Hi All
We have a test Kubernetes setup using Preemptible Nodes.
We are finding that when the nodes are preempted the running POD services no longer respond to Pub Sub Messages, api requests and our web socket after the node is preempted.
To return the backend POD services back to operation we need to restart the deployments each time.
Looking for some guidance if this normal behavior, is there a way to have the PODS restart back to operation after preempting.
Will moving to SPOT nodes eliminate this issue.
Any guidance on the best way to run preemptable nodes and have them restore back to normal operation when they are preempted.
Thanks
Bill
Solved! Go to Solution.
Hi, @bills001.
Could you please tell that whether readiness and liveness probes have been added to the pods? If they have, are you able to see any logs related to them? If not, could you please try adding them?
Regards,
Mokit
Can you provide a bit more detail on this? Are you saying that after preemption, the pods are not getting rescheduled on another node? Or that they are being scheduled on new node(s) and startup, but can't receive traffic?
Hi Garisingh thank you for your response.
The workloads are restarting and we are only running one node (development setup) but our backend application running on the docker containers inside the PODS no longer responds to api request such as logins or third party api request and messages from google pub/sub to trigger backend application functions.

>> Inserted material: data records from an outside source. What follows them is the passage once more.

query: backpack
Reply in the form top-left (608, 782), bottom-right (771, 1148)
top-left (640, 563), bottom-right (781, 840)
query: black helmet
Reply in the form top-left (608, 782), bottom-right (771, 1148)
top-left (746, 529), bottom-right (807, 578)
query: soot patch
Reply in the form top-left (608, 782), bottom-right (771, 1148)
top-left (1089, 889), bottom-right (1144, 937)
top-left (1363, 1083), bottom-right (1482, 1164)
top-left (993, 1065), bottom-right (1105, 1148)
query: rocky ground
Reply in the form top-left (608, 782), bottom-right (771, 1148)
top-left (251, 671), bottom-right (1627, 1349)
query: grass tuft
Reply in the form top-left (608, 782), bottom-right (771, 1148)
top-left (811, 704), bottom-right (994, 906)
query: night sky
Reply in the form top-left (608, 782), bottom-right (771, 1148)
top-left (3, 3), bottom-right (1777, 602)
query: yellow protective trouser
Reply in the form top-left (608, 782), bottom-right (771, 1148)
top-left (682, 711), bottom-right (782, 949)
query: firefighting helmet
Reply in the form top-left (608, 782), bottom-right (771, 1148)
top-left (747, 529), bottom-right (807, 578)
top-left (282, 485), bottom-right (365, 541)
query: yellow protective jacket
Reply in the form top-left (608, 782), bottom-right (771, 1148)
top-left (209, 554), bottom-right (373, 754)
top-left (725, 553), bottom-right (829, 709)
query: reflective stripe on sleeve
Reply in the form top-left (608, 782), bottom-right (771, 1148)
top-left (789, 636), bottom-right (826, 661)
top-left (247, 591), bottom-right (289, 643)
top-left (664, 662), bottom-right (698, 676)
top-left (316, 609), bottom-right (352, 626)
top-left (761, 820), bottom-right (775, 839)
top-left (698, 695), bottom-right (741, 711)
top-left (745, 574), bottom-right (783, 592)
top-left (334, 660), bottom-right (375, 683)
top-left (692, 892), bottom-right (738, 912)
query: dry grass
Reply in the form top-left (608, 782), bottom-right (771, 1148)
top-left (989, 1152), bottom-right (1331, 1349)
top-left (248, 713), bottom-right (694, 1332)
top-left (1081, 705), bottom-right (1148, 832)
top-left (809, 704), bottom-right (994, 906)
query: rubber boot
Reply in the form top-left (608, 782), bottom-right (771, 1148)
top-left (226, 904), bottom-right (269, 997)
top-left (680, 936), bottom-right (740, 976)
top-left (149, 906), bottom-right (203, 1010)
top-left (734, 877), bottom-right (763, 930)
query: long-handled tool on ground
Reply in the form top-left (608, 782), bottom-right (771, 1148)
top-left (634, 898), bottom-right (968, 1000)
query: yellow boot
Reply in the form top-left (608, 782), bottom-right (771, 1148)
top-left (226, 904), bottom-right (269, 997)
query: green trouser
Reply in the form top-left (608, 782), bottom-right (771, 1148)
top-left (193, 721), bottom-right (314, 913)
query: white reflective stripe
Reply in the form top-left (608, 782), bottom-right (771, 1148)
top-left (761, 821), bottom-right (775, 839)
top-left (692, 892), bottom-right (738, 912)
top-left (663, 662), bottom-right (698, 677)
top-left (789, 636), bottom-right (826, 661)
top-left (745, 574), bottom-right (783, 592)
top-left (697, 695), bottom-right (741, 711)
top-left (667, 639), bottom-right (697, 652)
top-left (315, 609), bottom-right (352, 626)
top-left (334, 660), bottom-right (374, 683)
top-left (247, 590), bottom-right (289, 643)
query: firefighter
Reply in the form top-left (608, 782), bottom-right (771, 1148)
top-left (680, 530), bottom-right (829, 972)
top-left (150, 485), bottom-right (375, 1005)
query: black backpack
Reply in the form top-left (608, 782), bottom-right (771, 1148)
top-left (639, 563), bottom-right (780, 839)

To restart the applications and have them process requests we run the following commands and after this the applications then start responding
Hi, @bills001.
Could you please tell that whether readiness and liveness probes have been added to the pods? If they have, are you able to see any logs related to them? If not, could you please try adding them?
Regards,
Mokit
Thanks Mokit
We will setup our application with a http probe check and setup liveliness probes to detect if the backend is not responding so that the liveliness probe can restart the PODS. Will update you once we test this.
Hi Mokit
We did some testing with the Liveliness probe and it helped us identity the issue was due to the applicaiton needing to define a mongo connection pool, we suspect when the application is restarted it requires additional resources to connect to the DB as a single connection might not be long live enough to connect.
Once we made the change the application is working when it is restarted, we have however kept the liveliness and readiness probes in place to help with alert reporting if the application fails
Thank you for your assistance
I'm glad to hear that the problem has been resolved.